The intractability of the issue is further exacerbated by the US-led West and its allies constantly enhancing India’s military, nuclear and missile capabilities to match China’s. By default, the Indian Military thus acquires vital numerical and technological ascendancy over its Pakistani counterpart as well. A vicious circle thus ensues where India enhances its conventional and nuclear arsenals to outdo China’s while Pakistan strives to maintain that critical strategic balance with India. The US has patently failed to recognize the sensitivity and criticality of this issue as such and resultantly its policy and the nuclear and conventional arms races in the subcontinent continue to go haywire. Further, the larger the conventional differential between the Indian and Pakistani armed forces the more will be the latter’s reliance on its nuclear assets; and the lower, of necessity, will its nuclear thresholds go. Furthermore, if nuclear assets asymmetry also emerges (FMCT, NSG) then the strategic balance in the Indo-Pak subcontinent would be so critically off kilter that it may precipitate even deeper extra regional alliances/pacts, on ground presence of allies/external forces and in extreme circumstances even interventions!

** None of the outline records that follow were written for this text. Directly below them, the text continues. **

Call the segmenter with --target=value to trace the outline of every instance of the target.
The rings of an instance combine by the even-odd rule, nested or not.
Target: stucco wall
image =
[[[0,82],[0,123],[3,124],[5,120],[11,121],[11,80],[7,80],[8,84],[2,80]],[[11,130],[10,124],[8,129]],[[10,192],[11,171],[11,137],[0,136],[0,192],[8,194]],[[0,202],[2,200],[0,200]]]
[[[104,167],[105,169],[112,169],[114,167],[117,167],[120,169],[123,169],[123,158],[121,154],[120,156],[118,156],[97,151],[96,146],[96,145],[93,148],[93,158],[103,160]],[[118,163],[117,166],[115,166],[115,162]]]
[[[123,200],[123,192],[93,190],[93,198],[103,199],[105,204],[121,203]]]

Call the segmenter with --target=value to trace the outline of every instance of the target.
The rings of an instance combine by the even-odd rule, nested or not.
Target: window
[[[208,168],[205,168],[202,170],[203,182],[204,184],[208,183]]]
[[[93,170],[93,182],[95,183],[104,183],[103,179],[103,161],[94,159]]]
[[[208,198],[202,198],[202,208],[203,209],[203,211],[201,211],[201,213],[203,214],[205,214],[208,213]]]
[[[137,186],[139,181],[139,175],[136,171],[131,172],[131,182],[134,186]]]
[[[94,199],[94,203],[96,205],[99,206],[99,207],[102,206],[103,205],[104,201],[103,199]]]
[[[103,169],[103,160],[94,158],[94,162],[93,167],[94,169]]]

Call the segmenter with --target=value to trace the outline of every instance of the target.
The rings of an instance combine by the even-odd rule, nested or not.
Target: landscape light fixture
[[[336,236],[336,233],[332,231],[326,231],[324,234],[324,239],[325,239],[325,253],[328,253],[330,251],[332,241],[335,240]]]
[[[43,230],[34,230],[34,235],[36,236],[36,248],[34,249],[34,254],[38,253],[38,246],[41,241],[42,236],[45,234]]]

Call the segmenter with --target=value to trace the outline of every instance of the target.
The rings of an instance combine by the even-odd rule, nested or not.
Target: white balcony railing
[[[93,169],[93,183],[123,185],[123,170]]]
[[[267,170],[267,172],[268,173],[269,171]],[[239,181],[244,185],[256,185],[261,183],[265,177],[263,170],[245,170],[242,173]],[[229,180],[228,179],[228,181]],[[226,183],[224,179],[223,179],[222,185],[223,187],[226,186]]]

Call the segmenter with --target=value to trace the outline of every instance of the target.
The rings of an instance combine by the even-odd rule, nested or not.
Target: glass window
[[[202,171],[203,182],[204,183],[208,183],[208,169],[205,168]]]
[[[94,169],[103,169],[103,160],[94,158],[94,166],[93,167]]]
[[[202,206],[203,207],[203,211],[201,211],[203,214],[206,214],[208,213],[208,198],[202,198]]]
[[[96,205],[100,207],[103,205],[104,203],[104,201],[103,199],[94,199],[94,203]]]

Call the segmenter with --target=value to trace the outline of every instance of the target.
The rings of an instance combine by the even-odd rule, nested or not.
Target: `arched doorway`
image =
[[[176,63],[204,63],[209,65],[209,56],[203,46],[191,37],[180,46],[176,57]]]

These conflicting imperatives of US policy are further compounding an already over convoluted situation in the Indo-Pak subcontinent/South Asian region. In its indecent haste to prop India up to contain and manage the rise of China the US-led West is riding rough shod over a number of international covenants and regimes governing control, trade, and movement of advanced military arms and equipment, missile and nuclear technologies and systems, nuclear fuels, materials and dual-use technologies as well. The US-India Civil Nuclear Deal and the US eagerness to get India exemptions from and membership of the NSG have created real existentialist threats for Pakistan and have literally sounded the death knell for global and regional nuclear non-proliferation prospects. Resultantly, fissile material stockpiles in the region are continuously and rapidly soaring. This may have actually encouraged and facilitated India to establish a nuclear city with advanced nuclear and missile facilities at Challakere, Karnataka where ostensibly thermonuclear weapons, TNWs, enrichment of uranium and plutonium, fuel for nuclear submarines and advanced missile systems et al will be produced.

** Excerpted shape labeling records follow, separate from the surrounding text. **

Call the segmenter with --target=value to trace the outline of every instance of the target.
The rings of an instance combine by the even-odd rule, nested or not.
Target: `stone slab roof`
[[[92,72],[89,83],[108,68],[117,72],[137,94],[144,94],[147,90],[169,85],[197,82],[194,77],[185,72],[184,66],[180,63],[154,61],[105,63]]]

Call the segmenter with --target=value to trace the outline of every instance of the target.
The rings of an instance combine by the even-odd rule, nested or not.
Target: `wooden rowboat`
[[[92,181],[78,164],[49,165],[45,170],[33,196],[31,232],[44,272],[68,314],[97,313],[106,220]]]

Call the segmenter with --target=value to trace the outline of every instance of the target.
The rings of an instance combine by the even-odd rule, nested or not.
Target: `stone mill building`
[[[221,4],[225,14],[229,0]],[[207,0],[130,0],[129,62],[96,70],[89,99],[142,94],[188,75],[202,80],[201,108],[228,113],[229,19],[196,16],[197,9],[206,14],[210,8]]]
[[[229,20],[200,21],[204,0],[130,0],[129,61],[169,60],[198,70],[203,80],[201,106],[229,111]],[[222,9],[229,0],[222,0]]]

A veritable nuclear Frankenstein, in the shape of India, is thus in the making and the US-led West including Israel, Japan and Australia are totally, wholly and solely responsible for it.

The nuclear ante has predictably risen to alarming levels now and is inevitably warranting and generating compatible reciprocity within the region. No wonder Pakistan has already reacted and demonstrated its TNWs, MIRV, nuclear triad and second strike capabilities. More will predictably follow.

Any conventional or nuclear conflict between India and Pakistan, regardless of how Pakistan fares in it, will degrade India’s economy and military by such a massive extent that it will no longer remain viable or competitive with the Chinese military and thus of precious little use to the US any further. By default China will emerge stronger, more dominant and assertive in the region.

The Trump Administration must undo this foreign policy folly. A policy review is warranted. President Trump’s offer of mediation and help in conflict avoidance and resolution of all outstanding issues, in particular Kashmir, is the correct way forward. It must be pursued.

Else, this nuclear Frankenstein will one day outgrow its mandate, threaten the region and the world and worse, even turn onto its creator(s)!